Free advice: Chanin says a self-imposed cooling-off period before bigger buys (and even smaller purchases) is a classic move among savers. "If you find something you want, think about it for at least 24 hours," she says. Try some internal dialogue: Do I really need that purse? If yes, ask yourself if you can afford it now. If you need it and can afford it, then see if there's a way to get it for a lower cost. And if you don't need it or can't afford it now but still covet it, make a plan to save for it. Always remember, says Chanin, that "slowing down your spending will give you a greater sense of control, and the pride in that typically lasts longer than the emotional high you get when you hear that satisfying beep indicating your debit or credit card payment has been approved."
"Spending diets never work."
Supersavers say "We almost agree. Spending diets often fail miserably (much like food diets), but they can work in some circumstances."
Free advice: "If someone told me that I couldn't eat dessert for a month, I'd fail. If I'm sticking to eating dessert once or twice a week, though, that's sustainable for me," says Kett. The only times in which these financial diets might work are to meet short-term goals (a vacation in six months, a wedding a year from now, a home purchase in two years). "When the financial pain is limited to a specific time frame, it's more tolerable."
"Following a budget never works."
Supersavers say "If you don't track your money, you'll lose it."
Free advice: Budgeting isn't one of those pointless projects financial experts recommend. "The pure act of being aware of what's going in and out of your bank account each month increases your probability of saving by more than three times," says Lesley-Anne Scorgie, a financial expert, bestselling author and owner of MeVest, a service that offers money coaching and financial planning countrywide. Try a budgeting app like Mint that tracks when and where your money is going. Some apps will also send a notification to your smartphone if you're off budget.
"This is what credit cards are for."
Supersavers say "Credit card interest wreaks havoc on your bank account."

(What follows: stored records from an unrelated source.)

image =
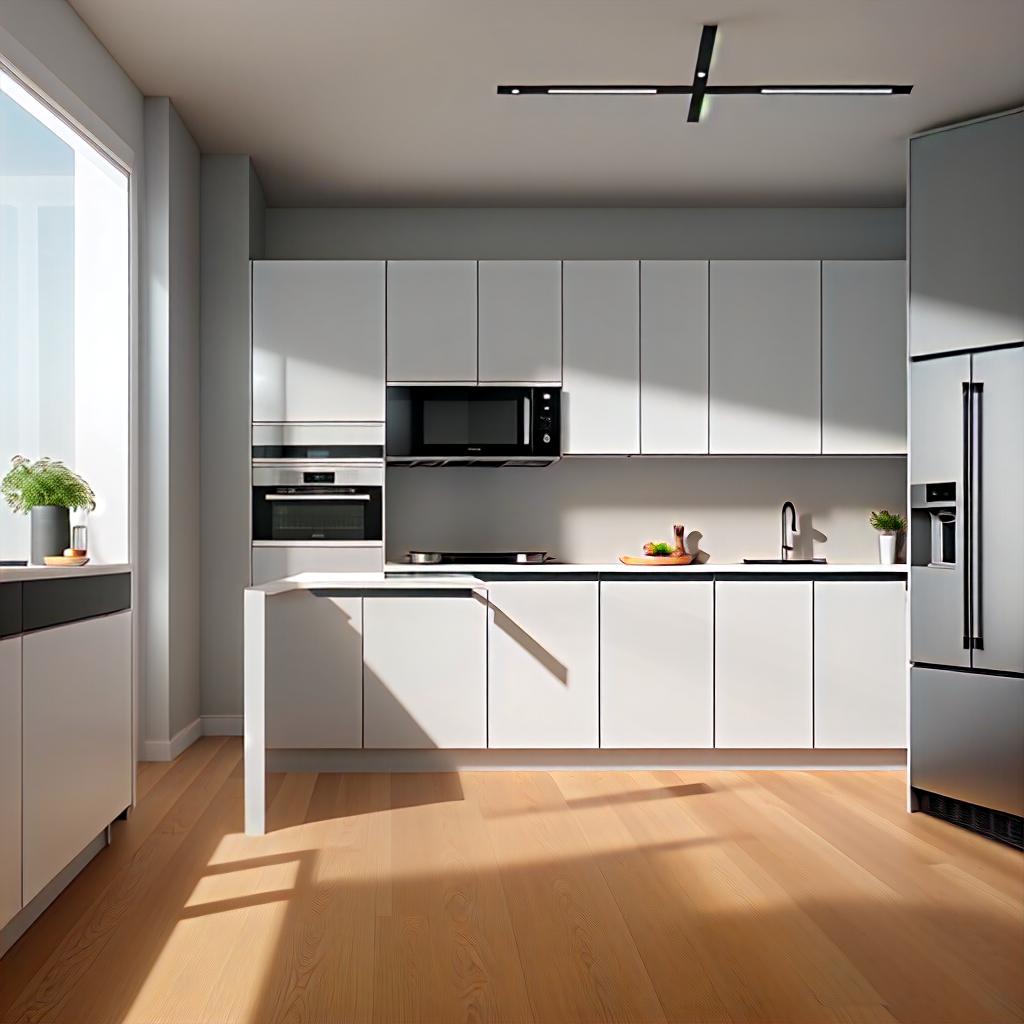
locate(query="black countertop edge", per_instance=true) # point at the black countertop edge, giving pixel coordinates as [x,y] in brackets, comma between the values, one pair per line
[698,574]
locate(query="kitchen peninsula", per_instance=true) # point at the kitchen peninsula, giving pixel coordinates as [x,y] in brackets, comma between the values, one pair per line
[600,665]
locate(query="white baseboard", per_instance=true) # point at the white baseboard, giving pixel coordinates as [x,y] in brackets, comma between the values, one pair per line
[590,760]
[168,750]
[222,725]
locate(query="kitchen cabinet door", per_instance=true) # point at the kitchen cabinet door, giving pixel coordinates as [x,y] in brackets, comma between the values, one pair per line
[656,664]
[431,321]
[542,656]
[863,356]
[77,712]
[317,340]
[859,664]
[313,672]
[967,236]
[765,357]
[520,329]
[425,672]
[10,778]
[600,356]
[763,665]
[673,356]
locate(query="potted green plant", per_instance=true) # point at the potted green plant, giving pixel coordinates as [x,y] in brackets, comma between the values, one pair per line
[890,525]
[46,489]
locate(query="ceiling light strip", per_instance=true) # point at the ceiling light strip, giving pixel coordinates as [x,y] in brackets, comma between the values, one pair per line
[594,90]
[701,70]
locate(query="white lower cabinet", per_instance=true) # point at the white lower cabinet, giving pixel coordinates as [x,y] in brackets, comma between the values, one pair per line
[276,562]
[656,664]
[860,664]
[10,778]
[763,664]
[543,659]
[77,705]
[313,672]
[425,672]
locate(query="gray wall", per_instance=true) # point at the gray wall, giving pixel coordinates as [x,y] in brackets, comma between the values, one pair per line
[169,435]
[230,201]
[594,510]
[584,233]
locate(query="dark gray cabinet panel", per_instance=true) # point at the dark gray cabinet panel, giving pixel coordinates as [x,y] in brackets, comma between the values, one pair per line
[863,356]
[967,236]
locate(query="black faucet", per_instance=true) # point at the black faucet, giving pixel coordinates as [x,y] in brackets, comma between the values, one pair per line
[786,548]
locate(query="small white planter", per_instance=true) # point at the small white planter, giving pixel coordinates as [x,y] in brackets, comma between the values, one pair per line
[887,548]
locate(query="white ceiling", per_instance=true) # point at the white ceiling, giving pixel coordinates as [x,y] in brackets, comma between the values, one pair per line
[391,102]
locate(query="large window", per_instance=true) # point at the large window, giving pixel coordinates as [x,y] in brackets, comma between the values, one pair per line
[65,338]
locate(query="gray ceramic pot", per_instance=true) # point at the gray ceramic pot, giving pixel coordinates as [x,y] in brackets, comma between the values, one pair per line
[50,531]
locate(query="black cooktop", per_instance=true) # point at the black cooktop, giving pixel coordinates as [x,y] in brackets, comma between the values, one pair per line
[479,557]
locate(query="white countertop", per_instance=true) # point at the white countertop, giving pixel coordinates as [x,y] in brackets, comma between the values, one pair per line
[719,567]
[368,581]
[18,573]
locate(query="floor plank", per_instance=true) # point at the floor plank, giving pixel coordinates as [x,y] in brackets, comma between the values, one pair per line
[535,897]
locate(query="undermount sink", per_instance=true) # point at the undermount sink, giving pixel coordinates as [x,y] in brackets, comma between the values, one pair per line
[784,561]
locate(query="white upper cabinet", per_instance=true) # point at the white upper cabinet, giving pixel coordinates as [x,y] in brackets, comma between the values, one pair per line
[520,324]
[967,236]
[860,664]
[601,356]
[673,356]
[863,356]
[317,333]
[656,664]
[765,357]
[763,664]
[431,321]
[10,778]
[542,654]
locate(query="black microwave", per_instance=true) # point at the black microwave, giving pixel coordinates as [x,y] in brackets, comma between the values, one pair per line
[444,424]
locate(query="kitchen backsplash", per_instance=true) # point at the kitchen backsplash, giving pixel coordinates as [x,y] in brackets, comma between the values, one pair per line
[592,510]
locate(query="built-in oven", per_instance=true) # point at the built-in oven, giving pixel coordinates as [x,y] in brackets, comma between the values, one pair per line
[317,504]
[473,424]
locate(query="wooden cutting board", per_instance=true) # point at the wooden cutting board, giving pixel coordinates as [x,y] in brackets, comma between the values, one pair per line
[655,559]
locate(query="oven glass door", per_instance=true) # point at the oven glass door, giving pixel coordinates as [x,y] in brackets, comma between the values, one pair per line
[491,421]
[297,515]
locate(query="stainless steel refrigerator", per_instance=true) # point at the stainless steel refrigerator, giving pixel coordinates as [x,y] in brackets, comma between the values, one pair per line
[967,589]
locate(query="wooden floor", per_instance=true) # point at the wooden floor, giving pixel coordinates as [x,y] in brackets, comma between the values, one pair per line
[548,897]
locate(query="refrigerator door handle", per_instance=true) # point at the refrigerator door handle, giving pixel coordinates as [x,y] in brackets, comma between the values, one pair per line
[966,572]
[977,488]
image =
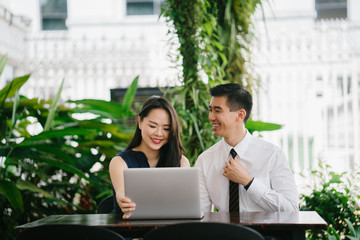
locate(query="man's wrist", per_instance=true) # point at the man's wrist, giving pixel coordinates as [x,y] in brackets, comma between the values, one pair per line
[249,184]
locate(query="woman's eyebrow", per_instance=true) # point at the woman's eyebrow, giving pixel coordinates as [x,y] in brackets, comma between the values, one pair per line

Free advice: Spenders may think they know the consequences of credit card interest, but statistics show they're full of it. Last September, research conducted by credit-report bureau Equifax found that in the second quarter of 2017, the average Canadian carried about $22,595 in debt from credit lines and cards. Kett says it's never a good idea to finance nonessential spending with ongoing credit card debt—interest rates are just too high. Think about it: Say the interest rate on your card is 19.99 percent and you pull out your plastic to drop $1,000 on a week at an all-inclusive. If that's the only purchase on your card and you make the minimum monthly payment (normally, three percent, or $10, whichever is greater), you'll be forking out cash for that vacation for just shy of 11 years, and it will end up costing you almost double, thanks to the $989 in interest you'll be hit with. Bon voyage?